Assessment in medical education

Assessment is a central component of medical education, serving to evaluate learners’ knowledge, skills, and attitudes through both formative and summative assessment methods (Schuwirth & van der Vleuten, 2020; Yudkowsky et al., 2019). Effective assessment not only guides and motivates students’ learning but also provides an essential mechanism for determining whether they have attained the competencies required of medical professionals. Medical schools employ a range of assessment strategies to monitor students’ progress in acquiring core knowledge and clinical competencies (Norcini et al., 2018; Shumway & Harden, 2009). Common assessment methods used in medical education include Multiple-Choice Questions (MCQs), Modified Essay Questions (MEQ), Short Answer Questions (SAQs), Objective Structured Clinical Examination (OSCE) and Key Feature Problems (KFPs) (Boursicot et al., 2018; Jolly & Dalton, 2018). Assessing students’ learning is therefore fundamental to ensuring high-quality medical training, and the choice of assessment method directly influences the breadth and depth of knowledge or skills that can be evaluated (Preston et al., 2020). Crucially, each assessment method must be aligned with the targeted competencies, the instructional approaches used, and the desired impact on student learning (Yudkowsky et al., 2019).

Short answer questions vs MCQ’s

Multiple-choice questions (MCQs) and SAQs are among the commonly used written assessment formats in medical education (Jolly & Dalton, 2018; Preston et al., 2020; Shumway & Harden, 2009). MCQs, in which students select a response from predetermined options, are widely favored because they allow broad sampling of content, assess a wide range of knowledge areas efficiently, and facilitate rapid, objective grading (Jolly & Dalton, 2018; Schuwirth & Van Der Vleuten, 2004). Although MCQs effectively evaluate recall, recognition, and factual knowledge, they have been criticized for their limited ability to promote critical thinking or accurately assess deeper mastery of subject matter (Schuwirth & Van Der Vleuten, 2004). Their reliance on recognition-based answering may discourage deep learning and higher-order reasoning, making it challenging to determine whether students have truly internalized the material (Schuwirth & Van Der Vleuten, 2004; Shumway & Harden, 2009).

SAQs, by contrast, require students to generate concise written responses, thereby encouraging active retrieval, deeper cognitive processing, and higher-order reasoning (Grévisse, 2024; Jolly & Dalton, 2018; Potter & McLachlan, 2025). SAQs enable assessment of a broad range of competencies and cognitive skills and often demonstrate higher reliability and better discrimination -in other words, stronger ability to differentiate between high- and low-performing students- than MCQs, making them a valuable component of medical assessment systems (Jolly & Dalton, 2018; Schuwirth & Van Der Vleuten, 2004).
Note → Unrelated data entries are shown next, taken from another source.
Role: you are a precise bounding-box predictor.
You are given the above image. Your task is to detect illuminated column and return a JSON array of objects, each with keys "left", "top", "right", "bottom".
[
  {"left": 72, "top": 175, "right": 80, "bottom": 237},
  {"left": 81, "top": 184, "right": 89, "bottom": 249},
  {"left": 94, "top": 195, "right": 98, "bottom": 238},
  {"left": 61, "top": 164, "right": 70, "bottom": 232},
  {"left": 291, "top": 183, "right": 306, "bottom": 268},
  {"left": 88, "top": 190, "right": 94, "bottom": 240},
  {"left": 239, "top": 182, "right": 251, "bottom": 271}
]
However, SAQs are more resource-intensive to grade, and concerns about scorer inconsistency and rater bias can pose challenges to their validity (Grévisse, 2024; Potter & McLachlan, 2025). The emergence of AI-based autoscoring tools offers a promising solution, with early evidence suggesting improved efficiency, reduced bias, and enhanced scoring consistency (Grévisse, 2024).

Emergence of AI in medical education assessment

Artificial Intelligence (AI) is emerging as a powerful and transformative tool in medical education. AI technologies are increasingly integrated into educational systems to enhance students’ learning experiences, prepare them for an AI-driven healthcare environment, personalize learning, and improve assessment processes (Hallquist et al., 2025; Rincón et al., 2025). AI tools employ Machine Learning (ML), Deep Learning (DL), and Natural Language Processing (NLP) techniques to support adaptive learning platforms, automate question generation, evaluate student responses, and deliver timely, personalized feedback (Hallquist et al., 2025; Rincón et al., 2025).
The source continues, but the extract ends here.